Un certain nombre d’usages des IA sont aussi désignés par le projet de règlement.

Dragoș Tudorache:

«L’article 5 qui traite des IA à haut risque comprend désormais l’interdiction des systèmes de police prédictive, celle des systèmes biométriques en temps réel et leur extension non seulement à l’image mais aux capteurs de mouvement, ainsi qu’à leur modèles d’entrainement, afin d’éviter ce qui s’est passé avec Clearview (qui s’est servi des photos des utilisateurs de réseaux sociaux sans leur consentement, ndlr.). Le but est d’éviter la surveillance de masse.»

Les IA à risque limité. Les IA de cette catégorie ont une obligation de transparence spécifique, mais n’auront pas à subir d’évaluation préalable.

  • Après avoir envisagé de classer les modèles généraux comme ChatGPT dans le haut risque, ils entreraient finalement dans cette catégorie moyenne mais avec des exigences en matière de transparence et de qualité.

  • Les entreprises comme OpenAI, qui a développé ChatGPT, devraient ainsi divulguer tout le matériel protégé par des droits d'auteur (livres, photographies, vidéos…) utilisé pour entraîner leurs systèmes.

Les IA à risque minimal. Il s’agit surtout des objets connectés du quotidien comme les montres connectées, les jeux vidéos ou les filtres de spam, qui n'auraient pas besoin d'autorisation préalable ni de transparence spécifique à présenter. Dans tous les cas, l’utilisation d’une intelligence artificielle devrait être notifiée aux utilisateurs.

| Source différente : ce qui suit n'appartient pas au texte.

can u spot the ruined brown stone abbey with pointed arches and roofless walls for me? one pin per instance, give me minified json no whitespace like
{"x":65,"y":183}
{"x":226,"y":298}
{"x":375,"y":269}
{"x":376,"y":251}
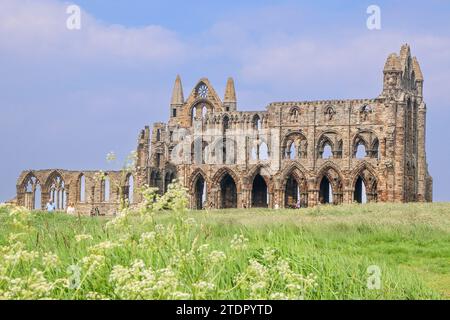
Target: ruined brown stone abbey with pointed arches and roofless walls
{"x":292,"y":154}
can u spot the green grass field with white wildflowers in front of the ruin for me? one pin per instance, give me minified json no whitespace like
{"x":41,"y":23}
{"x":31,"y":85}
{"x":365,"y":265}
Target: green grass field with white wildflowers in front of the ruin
{"x":317,"y":253}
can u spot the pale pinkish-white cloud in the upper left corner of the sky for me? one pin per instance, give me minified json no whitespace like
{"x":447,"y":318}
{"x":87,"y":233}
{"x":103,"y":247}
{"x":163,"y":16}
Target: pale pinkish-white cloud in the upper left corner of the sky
{"x":38,"y":29}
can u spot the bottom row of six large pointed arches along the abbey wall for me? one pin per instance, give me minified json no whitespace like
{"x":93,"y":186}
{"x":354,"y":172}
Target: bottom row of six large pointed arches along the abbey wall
{"x":295,"y":190}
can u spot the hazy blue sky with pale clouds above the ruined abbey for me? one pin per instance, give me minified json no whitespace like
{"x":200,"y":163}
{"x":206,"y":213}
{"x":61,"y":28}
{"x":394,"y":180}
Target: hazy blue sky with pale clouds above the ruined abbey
{"x":67,"y":98}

Le bureau des IA. Le projet de règlement européen sur l’IA, s’il est adopté par le Parlement comme c’est probable le 11 mai 2023, devra ensuite être négocié avec la Commission et le Conseil qui réunit les chefs d'État ou de gouvernement des Vingt-sept avec une application possible dès 2024.

L’enjeu suivant sera celui de la mise en œuvre.

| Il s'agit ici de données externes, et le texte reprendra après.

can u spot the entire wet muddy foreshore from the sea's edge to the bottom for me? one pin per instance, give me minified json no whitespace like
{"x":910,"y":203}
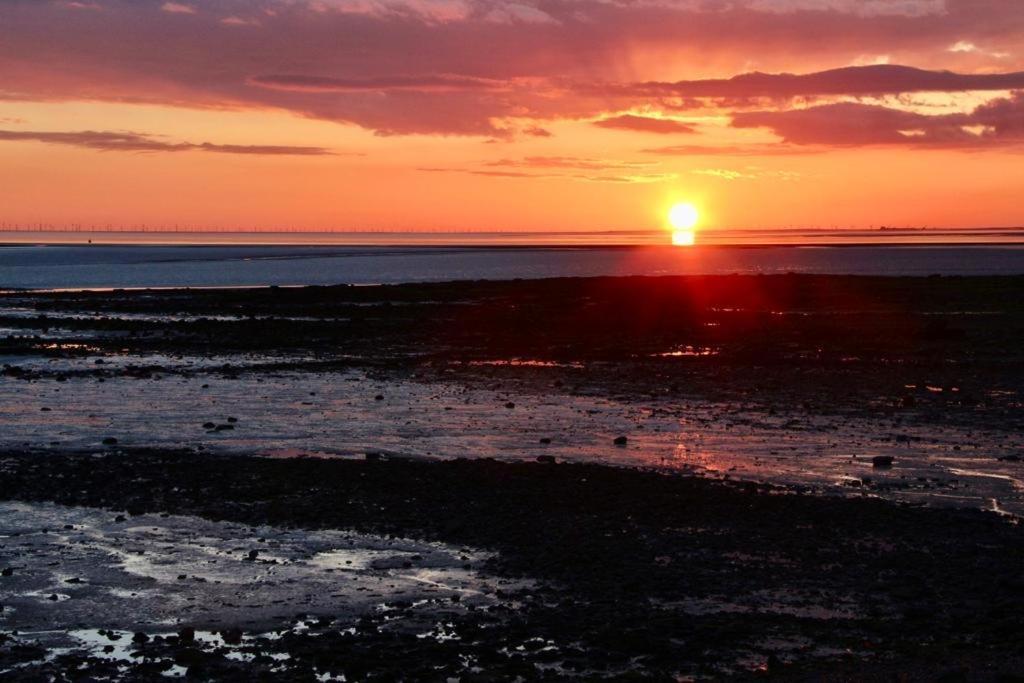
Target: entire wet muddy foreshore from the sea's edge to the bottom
{"x":745,"y":527}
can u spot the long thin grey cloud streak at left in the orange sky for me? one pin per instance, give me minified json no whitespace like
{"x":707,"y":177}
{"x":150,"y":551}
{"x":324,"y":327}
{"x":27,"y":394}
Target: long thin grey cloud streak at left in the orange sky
{"x":115,"y":142}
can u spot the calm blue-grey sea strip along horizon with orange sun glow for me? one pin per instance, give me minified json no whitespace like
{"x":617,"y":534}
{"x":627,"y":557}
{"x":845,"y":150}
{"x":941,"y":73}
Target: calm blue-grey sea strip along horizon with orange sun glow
{"x":75,"y":261}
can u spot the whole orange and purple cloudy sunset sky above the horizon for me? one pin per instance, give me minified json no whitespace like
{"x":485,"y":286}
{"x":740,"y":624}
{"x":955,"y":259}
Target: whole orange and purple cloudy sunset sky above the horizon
{"x":567,"y":115}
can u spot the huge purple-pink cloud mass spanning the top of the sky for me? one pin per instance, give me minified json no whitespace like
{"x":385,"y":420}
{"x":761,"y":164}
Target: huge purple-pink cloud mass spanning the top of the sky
{"x":489,"y":68}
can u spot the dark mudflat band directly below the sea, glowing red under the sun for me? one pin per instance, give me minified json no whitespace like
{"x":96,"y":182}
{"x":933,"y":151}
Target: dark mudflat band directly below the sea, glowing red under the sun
{"x":934,"y":349}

Selon le projet d’AI Act, deux organismes seraient en charge d’évaluer les IA, et le cas échéant de conseiller de les interdire:

  • Le Comité européen de normalisation.

  • Le Comité européen de normalisation électrotechnique.

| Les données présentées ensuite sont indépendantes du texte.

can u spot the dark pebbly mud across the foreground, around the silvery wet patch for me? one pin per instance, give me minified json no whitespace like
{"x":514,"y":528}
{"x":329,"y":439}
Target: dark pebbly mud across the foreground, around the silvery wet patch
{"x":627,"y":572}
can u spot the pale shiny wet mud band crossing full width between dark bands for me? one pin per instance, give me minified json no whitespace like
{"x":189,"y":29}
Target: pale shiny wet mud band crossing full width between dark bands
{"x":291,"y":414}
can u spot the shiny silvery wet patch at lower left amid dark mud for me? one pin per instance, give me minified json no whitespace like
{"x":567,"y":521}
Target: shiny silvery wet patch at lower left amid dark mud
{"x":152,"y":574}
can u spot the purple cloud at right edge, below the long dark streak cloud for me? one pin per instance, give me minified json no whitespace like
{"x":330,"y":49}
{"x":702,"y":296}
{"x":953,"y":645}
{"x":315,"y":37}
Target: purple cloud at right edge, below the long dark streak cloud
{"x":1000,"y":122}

Afin de rendre les nouvelles normes interopérables entre 27 juridictions, le projet prévoit la création d’un Bureau des intelligences artificielles (AI Office) au niveau européen pour servir de médiateur entre les agences nationales, suivre les questions qui dépassent les frontières et organiser des enquêtes communes.

Dragoș Tudorache ajoute:

«Nous avons aussi changé la taille des amendes. On parle de 45 millions d’euros dans la version actuelle.»

Reste que la délimitation a priori des usages ne sera pas chose facile, prévient Yaniv Benhamou (Unige):

«Une des grandes difficultés sera de départager les responsabilités entre utilisateurs et fournisseurs, surtout avec des IA à usage général. Par exemple, si une entreprise a décidé d’utiliser une IA générale pour un usage particulier (par exemple, une clinique de soins utilisant ChatGPT pour rédiger des ordonnances) quelle sera sa responsabilité dans son déploiement, l’appréciation des risques et les mesures prises face à ces risques?»

  • Il sera aussi difficile de rendre transparent des systèmes algorithmiques dont les concepteurs eux-mêmes n’ont pas une vue complète.

  • La rapidité des progrès technologiques risque de rendre la réglementation obsolète.

  • Selon le projet actuel, le règlement serait évalué tous les six mois afin de procéder à des adaptations.

Et en Suisse?

Mimétisme suisse. Non-membre de l’UE, la Suisse subira-t-elle ce qu’on appelle l’«effet Bruxelles», l’application des règles communes par des entreprises qui développent des IA pour l’Europe et n’entendent pas s’adapter à l’exception helvète? C’est déjà le cas, par exemple, avec le Règlement européen sur la protection des données (RGPD).